Thank you very much for your reply. I am a beginner with little experience in deep learning.After I replaced the network, I have changed line88 in end2end.py" self.CNN =resnet50(dropout=dropout,fixed_layer=fixed_layer ) ".The code does not show any errors, but it will terminate after running half. What else should I change in end2end.py ?

Yu-Wu commented

I am not sure about this issue.
Can you please try a small dataset, `market1501' with a small batch size, e.g., 4?

I just used the market1501 and set the batch size to 1,and use the resnet50 source code to replace the resnet50 code in your project,it also dosen't work.I don't know why using the resnet50 code in your project does not produce the same results as the resnet50 source code?I use the resnet50 source code but it terminates,however,I use your resnet50 code and it runs successfully

I try to print resnet_feature in Line 100 and the result shows "tensor([], device='cuda:0', size=(4, 0), grad_fn=)".Dose it mean there is no network output and there is something wrong in the resnet code that I have changed?

Yu-Wu commented

I think there must be something wrong with your code. You can check the difference between your resnet50 code and my code line by line.

I cannot produce your results given the very few words.

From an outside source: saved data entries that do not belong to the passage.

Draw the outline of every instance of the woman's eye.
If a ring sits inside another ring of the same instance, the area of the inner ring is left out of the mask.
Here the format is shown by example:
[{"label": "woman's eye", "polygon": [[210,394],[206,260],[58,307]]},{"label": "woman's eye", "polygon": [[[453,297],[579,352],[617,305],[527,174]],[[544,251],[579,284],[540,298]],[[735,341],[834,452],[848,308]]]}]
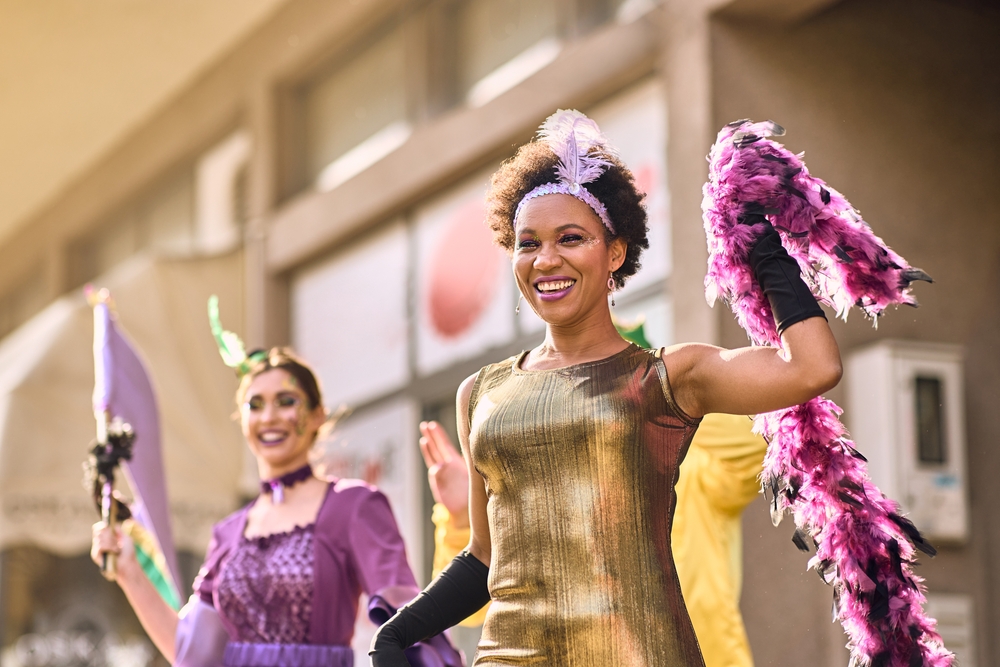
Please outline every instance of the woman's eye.
[{"label": "woman's eye", "polygon": [[570,244],[580,243],[581,241],[583,241],[583,236],[581,236],[580,234],[566,234],[561,239],[559,239],[560,243],[570,243]]},{"label": "woman's eye", "polygon": [[299,399],[294,396],[279,396],[275,404],[279,408],[294,408],[299,404]]},{"label": "woman's eye", "polygon": [[246,407],[250,412],[262,410],[264,408],[264,399],[255,396],[246,402]]},{"label": "woman's eye", "polygon": [[538,241],[534,239],[521,239],[520,241],[517,242],[518,250],[528,250],[537,247],[538,247]]}]

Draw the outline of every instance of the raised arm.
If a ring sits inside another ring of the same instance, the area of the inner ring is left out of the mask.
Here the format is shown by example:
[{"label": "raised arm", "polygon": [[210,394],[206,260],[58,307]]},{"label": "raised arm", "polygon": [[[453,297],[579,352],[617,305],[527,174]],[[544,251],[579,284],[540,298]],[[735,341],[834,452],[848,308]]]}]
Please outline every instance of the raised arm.
[{"label": "raised arm", "polygon": [[677,404],[692,417],[752,415],[805,403],[840,382],[840,350],[825,319],[793,324],[781,341],[784,349],[668,348],[664,362]]},{"label": "raised arm", "polygon": [[152,582],[146,578],[142,566],[136,560],[132,540],[123,535],[118,527],[111,528],[103,522],[98,522],[94,524],[90,556],[100,565],[102,555],[105,553],[117,554],[118,568],[115,581],[128,598],[146,634],[153,640],[167,662],[172,664],[175,657],[177,612],[160,597]]},{"label": "raised arm", "polygon": [[675,399],[692,417],[709,412],[756,414],[805,403],[838,382],[840,350],[823,310],[802,280],[798,263],[763,215],[763,231],[750,250],[754,279],[771,305],[781,349],[723,350],[681,345],[664,353]]}]

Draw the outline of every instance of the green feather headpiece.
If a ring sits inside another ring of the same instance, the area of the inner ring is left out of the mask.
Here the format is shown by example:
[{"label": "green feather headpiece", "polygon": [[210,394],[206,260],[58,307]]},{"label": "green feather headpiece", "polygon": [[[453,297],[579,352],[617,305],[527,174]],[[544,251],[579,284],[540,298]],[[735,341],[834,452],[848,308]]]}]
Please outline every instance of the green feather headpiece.
[{"label": "green feather headpiece", "polygon": [[208,297],[208,323],[212,327],[212,335],[215,336],[215,343],[219,346],[219,355],[223,363],[235,369],[240,377],[249,373],[254,364],[267,357],[266,350],[257,350],[247,356],[240,337],[222,328],[222,322],[219,320],[219,297],[214,294]]}]

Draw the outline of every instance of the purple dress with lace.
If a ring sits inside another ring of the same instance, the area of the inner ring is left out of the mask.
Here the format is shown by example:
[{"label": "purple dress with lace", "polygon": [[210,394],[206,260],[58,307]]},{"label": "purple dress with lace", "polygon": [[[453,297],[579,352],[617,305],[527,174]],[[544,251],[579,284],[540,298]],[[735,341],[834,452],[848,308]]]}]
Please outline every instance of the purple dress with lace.
[{"label": "purple dress with lace", "polygon": [[[351,667],[361,593],[382,623],[419,592],[385,496],[332,480],[315,523],[247,538],[252,505],[212,530],[181,611],[175,667]],[[407,655],[424,667],[463,664],[441,635]]]},{"label": "purple dress with lace", "polygon": [[218,589],[219,609],[236,629],[236,641],[307,643],[315,526],[240,540]]}]

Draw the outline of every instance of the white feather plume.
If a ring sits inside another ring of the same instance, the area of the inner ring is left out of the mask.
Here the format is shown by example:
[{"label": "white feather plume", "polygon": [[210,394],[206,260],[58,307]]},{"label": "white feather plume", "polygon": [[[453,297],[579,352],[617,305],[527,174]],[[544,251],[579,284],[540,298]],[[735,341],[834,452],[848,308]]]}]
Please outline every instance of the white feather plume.
[{"label": "white feather plume", "polygon": [[556,165],[559,180],[571,187],[596,181],[611,166],[591,152],[617,157],[597,123],[575,109],[559,109],[546,118],[538,129],[538,137],[559,159]]}]

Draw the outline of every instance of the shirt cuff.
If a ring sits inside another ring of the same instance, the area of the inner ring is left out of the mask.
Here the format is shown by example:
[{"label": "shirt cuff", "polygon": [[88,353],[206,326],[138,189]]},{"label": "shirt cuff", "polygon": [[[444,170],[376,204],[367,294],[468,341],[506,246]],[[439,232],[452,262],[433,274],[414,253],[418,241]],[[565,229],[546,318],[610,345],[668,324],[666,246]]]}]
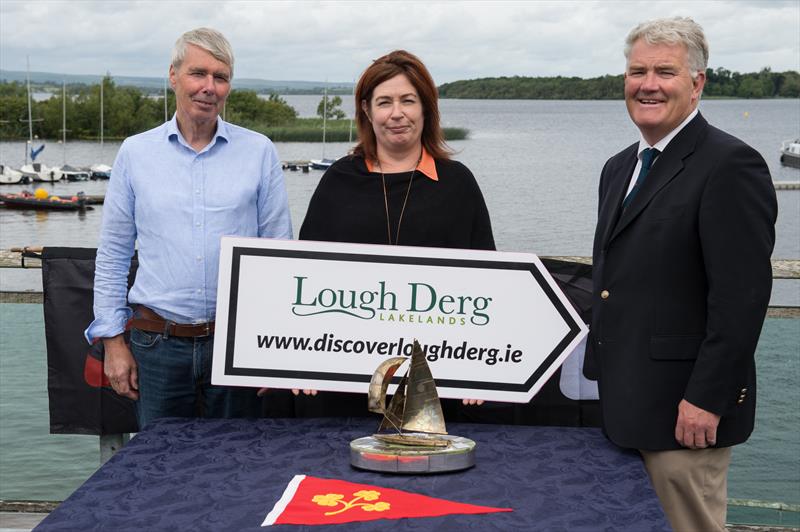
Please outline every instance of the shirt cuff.
[{"label": "shirt cuff", "polygon": [[110,317],[95,317],[94,321],[83,332],[86,341],[93,344],[101,338],[112,338],[125,332],[128,320],[133,316],[133,311],[128,308],[118,309]]}]

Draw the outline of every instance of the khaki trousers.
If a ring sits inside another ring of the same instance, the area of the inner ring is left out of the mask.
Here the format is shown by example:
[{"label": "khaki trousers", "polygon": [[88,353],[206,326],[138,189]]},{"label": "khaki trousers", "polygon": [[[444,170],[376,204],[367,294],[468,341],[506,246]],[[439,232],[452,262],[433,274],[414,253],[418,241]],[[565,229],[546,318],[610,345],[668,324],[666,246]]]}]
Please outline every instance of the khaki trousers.
[{"label": "khaki trousers", "polygon": [[725,530],[730,447],[639,452],[675,532]]}]

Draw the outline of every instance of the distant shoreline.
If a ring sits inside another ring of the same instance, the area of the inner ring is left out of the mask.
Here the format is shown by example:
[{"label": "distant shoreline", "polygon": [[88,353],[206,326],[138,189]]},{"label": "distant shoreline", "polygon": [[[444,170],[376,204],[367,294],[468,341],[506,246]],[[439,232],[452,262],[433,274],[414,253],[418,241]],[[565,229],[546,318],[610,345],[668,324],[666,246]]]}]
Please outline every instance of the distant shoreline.
[{"label": "distant shoreline", "polygon": [[[25,83],[28,74],[22,71],[0,70],[0,83]],[[97,85],[103,76],[31,72],[32,88],[41,92],[58,93],[62,83],[75,91]],[[114,76],[117,86],[135,87],[147,95],[161,95],[165,78]],[[251,90],[258,94],[329,95],[353,94],[353,83],[326,81],[274,81],[237,78],[236,90]],[[622,99],[622,74],[606,74],[593,78],[575,76],[502,76],[457,80],[439,86],[442,99],[492,100],[619,100]],[[800,98],[800,72],[733,72],[724,67],[706,70],[704,97],[707,98]]]},{"label": "distant shoreline", "polygon": [[[8,71],[0,72],[0,78]],[[42,74],[45,75],[45,74]],[[124,78],[123,78],[124,79]],[[142,79],[142,78],[133,78]],[[106,76],[100,83],[86,85],[40,84],[37,91],[46,90],[51,97],[34,99],[28,109],[27,83],[0,80],[0,139],[25,140],[29,136],[59,139],[64,130],[67,140],[124,139],[158,126],[175,111],[175,95],[166,90],[141,89],[120,83]],[[271,82],[289,83],[289,82]],[[301,82],[292,82],[301,83]],[[296,86],[294,94],[305,93],[309,85]],[[332,85],[332,84],[329,84]],[[350,87],[338,85],[340,90]],[[33,87],[31,87],[34,90]],[[332,89],[331,89],[332,90]],[[439,87],[443,100],[538,100],[538,101],[621,101],[622,75],[582,79],[577,77],[502,77],[445,83]],[[62,96],[63,91],[63,96]],[[311,93],[313,95],[313,92]],[[317,94],[318,96],[319,94]],[[345,93],[345,98],[348,96]],[[739,74],[724,68],[708,69],[703,90],[705,99],[798,99],[800,72],[771,72]],[[223,116],[226,120],[269,136],[276,142],[347,142],[355,138],[345,113],[337,108],[340,96],[328,96],[327,129],[323,134],[322,100],[316,114],[320,118],[300,118],[297,110],[280,95],[268,96],[252,88],[235,88],[228,95]],[[32,131],[28,117],[32,117]],[[345,120],[339,120],[345,118]],[[334,120],[336,119],[336,120]],[[66,125],[63,125],[63,123]],[[446,140],[463,140],[464,128],[445,130]]]},{"label": "distant shoreline", "polygon": [[[486,100],[620,100],[625,80],[622,74],[596,78],[500,77],[454,81],[439,87],[441,98]],[[800,98],[800,72],[740,74],[725,68],[706,70],[704,98]]]}]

I'm sorry to bother you again. Your network code has many fewer parameters and classes than the official source code, which defines many classes such as BasicBlock.I don't know why?And,In this line "The self. The base = torchvision. Models. Resnet50 (pretrained = pretrained)" ,I don't understand what self.base does?

Yu-Wu commented

@xiaonvxia

I just used the code from https://github.com/Cysu/open-reid/blob/master/reid/models/resnet.py

Please see the original repo for more details.

Ok, thank you very much for your answer.